The NICD emphasizes that prevention and control of measles epidemics can only be achieved through vaccination.
Immunization records under review
“Parents and caregivers are encouraged to check their child’s immunization records to ensure that they have received the measles vaccine. It is never too late to be vaccinated. Children over six months old who do not have the vaccine will receive the measles vaccine free of charge.
As part of its response to the outbreak, UNICEF SA is using ‘The Track’, a multimedia messenger to navigate hotspot areas, provide life-saving information, and reach out to communities through health workers and other partners. are collaborating with UNICEF SA is also working with partners, including UNICEF offices in neighboring countries, to monitor and support the necessary response across borders.
UNICEF thanked the governments of Germany and Japan for their generous support to support and strengthen South Africa’s vaccine cold chain, management and risk communication, and community engagement activities.

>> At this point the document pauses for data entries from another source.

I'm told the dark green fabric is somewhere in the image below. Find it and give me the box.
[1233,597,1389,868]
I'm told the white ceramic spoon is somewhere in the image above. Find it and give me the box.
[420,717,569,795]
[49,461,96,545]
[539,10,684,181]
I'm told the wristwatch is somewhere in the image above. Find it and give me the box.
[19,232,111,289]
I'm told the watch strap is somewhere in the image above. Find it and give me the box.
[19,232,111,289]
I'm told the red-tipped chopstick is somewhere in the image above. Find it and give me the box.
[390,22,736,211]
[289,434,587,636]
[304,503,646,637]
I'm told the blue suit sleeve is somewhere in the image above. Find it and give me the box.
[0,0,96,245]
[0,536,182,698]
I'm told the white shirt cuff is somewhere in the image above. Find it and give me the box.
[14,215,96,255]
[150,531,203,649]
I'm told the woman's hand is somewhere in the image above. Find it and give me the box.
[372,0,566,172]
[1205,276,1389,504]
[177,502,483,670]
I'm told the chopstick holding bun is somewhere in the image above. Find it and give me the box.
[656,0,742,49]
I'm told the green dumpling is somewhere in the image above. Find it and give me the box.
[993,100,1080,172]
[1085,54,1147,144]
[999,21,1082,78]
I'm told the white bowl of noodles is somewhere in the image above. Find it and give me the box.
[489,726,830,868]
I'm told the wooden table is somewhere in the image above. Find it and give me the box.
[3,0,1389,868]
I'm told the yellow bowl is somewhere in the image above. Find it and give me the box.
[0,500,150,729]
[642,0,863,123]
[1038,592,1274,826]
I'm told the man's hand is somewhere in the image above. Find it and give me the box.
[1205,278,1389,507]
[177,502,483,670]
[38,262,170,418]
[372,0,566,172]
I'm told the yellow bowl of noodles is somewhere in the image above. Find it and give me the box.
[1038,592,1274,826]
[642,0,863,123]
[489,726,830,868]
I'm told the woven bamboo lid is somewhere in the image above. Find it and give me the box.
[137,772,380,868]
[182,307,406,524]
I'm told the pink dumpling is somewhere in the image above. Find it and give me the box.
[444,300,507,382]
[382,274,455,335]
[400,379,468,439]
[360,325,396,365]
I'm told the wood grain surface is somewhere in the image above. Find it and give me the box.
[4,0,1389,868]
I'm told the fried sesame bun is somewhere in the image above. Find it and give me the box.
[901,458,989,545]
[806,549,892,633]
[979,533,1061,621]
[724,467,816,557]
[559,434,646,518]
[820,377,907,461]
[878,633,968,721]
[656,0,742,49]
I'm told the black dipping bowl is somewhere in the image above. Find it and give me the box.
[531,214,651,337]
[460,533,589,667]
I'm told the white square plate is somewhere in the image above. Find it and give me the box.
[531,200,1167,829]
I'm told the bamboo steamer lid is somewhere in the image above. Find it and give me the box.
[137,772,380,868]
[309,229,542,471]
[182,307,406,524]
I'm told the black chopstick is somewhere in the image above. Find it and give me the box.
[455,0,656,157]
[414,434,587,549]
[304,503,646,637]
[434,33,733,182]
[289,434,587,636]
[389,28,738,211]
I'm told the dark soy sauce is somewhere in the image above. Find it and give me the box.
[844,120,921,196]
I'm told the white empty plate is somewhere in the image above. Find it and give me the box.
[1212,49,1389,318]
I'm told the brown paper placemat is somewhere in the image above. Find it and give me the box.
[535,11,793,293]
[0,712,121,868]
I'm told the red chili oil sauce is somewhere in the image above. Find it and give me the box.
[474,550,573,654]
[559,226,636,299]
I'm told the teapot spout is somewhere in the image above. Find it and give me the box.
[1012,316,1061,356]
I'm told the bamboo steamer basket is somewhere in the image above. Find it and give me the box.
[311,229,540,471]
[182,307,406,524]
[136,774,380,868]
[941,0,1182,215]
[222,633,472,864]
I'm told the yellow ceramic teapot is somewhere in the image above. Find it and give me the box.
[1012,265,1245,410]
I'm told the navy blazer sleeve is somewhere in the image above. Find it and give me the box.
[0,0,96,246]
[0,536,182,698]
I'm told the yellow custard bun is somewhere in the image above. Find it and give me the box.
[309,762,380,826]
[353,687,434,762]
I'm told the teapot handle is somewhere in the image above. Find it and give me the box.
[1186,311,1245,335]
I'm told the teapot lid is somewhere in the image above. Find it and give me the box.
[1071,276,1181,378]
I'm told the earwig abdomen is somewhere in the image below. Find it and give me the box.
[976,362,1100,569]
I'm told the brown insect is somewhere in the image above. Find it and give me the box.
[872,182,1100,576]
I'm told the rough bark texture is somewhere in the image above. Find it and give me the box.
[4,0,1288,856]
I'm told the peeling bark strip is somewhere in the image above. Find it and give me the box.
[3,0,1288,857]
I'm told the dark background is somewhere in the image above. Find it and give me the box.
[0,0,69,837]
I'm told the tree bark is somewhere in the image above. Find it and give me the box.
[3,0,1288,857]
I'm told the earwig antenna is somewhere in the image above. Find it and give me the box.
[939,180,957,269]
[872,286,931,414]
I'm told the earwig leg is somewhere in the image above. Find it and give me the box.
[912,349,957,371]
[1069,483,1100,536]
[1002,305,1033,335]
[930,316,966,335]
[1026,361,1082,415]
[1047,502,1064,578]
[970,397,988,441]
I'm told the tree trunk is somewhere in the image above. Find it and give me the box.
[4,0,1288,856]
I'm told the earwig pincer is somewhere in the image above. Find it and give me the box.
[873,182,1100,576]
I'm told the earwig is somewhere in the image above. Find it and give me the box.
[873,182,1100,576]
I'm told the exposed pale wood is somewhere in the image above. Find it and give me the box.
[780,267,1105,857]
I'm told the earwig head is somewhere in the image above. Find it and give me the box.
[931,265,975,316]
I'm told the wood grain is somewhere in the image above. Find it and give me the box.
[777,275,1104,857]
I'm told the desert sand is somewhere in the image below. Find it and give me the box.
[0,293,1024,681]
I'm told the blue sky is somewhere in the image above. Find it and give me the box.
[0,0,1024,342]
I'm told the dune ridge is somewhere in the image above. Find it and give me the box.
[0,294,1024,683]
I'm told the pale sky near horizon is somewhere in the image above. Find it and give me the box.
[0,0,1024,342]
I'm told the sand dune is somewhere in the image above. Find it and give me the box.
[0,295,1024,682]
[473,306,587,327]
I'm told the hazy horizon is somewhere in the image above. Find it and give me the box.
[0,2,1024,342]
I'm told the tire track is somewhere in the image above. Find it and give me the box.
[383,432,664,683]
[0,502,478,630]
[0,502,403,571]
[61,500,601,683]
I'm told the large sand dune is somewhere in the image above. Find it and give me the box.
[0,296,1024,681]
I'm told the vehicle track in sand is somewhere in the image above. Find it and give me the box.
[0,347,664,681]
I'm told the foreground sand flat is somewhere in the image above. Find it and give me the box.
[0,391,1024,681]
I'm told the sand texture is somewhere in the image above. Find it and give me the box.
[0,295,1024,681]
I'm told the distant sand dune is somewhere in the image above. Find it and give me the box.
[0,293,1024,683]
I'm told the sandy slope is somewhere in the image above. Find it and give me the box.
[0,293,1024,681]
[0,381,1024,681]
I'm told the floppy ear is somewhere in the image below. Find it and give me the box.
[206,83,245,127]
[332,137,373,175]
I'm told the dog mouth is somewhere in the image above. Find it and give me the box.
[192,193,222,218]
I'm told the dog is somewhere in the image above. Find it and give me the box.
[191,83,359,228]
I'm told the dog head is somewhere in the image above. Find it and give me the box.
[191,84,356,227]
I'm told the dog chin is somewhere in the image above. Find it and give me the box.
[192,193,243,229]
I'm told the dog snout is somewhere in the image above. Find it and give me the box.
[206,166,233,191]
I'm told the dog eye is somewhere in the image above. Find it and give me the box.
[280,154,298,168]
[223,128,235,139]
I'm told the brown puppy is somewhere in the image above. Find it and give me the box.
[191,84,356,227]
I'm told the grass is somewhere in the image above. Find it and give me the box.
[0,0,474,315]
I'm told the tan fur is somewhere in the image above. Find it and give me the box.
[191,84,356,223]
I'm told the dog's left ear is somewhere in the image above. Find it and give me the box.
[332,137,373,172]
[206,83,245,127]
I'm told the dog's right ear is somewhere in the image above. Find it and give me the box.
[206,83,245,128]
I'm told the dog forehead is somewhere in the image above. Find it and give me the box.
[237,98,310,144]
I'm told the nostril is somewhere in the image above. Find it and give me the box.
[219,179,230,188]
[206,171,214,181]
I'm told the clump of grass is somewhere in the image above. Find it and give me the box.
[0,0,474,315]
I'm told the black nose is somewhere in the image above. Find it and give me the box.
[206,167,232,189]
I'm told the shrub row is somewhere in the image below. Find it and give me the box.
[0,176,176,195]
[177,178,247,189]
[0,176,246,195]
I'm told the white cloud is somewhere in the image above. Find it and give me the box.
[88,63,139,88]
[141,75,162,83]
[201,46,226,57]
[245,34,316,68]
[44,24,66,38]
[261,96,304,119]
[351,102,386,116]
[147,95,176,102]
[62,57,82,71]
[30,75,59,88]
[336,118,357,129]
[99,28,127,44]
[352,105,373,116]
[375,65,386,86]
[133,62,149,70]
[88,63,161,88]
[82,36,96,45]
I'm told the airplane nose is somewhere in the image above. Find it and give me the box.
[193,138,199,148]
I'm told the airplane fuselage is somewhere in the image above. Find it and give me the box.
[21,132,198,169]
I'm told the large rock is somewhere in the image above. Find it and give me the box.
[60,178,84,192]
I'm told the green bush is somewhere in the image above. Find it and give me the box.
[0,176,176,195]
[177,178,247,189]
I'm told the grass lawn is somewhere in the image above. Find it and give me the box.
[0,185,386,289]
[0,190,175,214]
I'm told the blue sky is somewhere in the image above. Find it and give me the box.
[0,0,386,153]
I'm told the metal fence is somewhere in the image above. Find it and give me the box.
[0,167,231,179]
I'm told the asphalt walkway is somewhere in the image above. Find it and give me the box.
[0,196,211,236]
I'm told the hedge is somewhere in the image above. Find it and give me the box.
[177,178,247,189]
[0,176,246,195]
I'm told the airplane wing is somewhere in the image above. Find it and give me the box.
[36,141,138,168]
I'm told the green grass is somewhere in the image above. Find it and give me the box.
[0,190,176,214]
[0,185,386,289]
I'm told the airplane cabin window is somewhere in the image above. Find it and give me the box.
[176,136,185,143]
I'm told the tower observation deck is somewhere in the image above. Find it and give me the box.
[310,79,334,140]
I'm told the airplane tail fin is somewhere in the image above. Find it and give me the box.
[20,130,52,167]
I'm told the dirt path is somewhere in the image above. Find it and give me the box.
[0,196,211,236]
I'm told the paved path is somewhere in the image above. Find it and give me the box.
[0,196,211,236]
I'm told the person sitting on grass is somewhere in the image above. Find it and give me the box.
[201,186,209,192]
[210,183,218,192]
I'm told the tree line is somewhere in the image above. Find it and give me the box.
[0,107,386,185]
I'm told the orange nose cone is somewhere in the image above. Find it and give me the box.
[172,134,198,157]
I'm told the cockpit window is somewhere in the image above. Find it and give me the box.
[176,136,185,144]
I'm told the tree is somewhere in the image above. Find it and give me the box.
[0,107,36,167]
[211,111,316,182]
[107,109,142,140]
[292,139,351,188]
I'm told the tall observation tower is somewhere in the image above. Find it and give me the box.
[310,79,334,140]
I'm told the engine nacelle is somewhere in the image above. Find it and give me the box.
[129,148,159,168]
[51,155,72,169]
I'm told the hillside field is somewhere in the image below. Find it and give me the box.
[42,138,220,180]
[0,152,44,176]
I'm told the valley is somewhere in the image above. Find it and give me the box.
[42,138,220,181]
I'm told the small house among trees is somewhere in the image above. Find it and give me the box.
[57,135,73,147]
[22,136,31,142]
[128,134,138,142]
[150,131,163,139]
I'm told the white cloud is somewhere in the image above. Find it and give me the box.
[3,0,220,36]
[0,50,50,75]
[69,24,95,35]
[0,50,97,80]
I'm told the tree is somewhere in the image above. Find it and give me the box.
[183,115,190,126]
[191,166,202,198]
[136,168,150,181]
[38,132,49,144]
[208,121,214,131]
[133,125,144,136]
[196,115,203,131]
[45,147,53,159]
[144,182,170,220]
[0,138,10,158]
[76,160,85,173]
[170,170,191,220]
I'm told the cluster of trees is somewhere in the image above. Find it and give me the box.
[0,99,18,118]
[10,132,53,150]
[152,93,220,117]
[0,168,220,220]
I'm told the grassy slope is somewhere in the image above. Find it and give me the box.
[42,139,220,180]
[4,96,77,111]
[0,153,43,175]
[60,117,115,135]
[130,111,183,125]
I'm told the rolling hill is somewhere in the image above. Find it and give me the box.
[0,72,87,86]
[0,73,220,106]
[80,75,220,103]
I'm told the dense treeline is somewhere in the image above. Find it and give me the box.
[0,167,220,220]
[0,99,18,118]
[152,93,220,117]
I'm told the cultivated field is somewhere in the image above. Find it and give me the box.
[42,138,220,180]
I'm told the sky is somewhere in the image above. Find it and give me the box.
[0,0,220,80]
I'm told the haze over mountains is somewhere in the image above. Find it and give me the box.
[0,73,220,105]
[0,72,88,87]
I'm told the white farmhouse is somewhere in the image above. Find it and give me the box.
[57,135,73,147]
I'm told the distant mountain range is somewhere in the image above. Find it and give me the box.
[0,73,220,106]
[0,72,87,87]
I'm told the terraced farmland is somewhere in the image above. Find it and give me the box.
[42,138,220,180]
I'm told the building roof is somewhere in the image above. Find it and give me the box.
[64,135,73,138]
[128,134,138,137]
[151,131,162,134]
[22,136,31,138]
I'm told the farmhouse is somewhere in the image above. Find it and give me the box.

NICD understands that state health departments have initiated or are planning vaccination campaigns. even though it appears to be declining compared to
How did the decline in public confidence in vaccination in Ukraine in 2008 lead to over 130,000? #measles 40 deaths worldwide and economic losses of around US$140 million? Gavi’s Dr. Lee Hampton examines how this case illustrates the value of vaccine safety. Visit: https://t.co/5bgSA9CLwa
— Gavi, Vaccine Alliance (@gavi) January 12, 2023
The World Health Organization (WHO) said the immunization campaign was launched on the back of a 400% increase in measles cases, as preventable diseases exploded in Africa due to delays in immunizing children. I plan to
Twenty African countries reported measles outbreaks in the first quarter of 2022, eight more than in the first three months of 2021.
The World Health Organization and UNICEF announced last April in Geneva that measles cases worldwide will surge by nearly 80% by 2022.
UNICEF SA said about 25 million children worldwide miss life-saving vaccines each year.
According to information released by the US Centers for Disease Control and Prevention, measles is caused by a single-stranded enveloped RNA virus with one serotype.
“It is classified in the genus Morbillivirus in the family Paramyxoviridae.
“Humans are the only natural hosts for the measles virus.”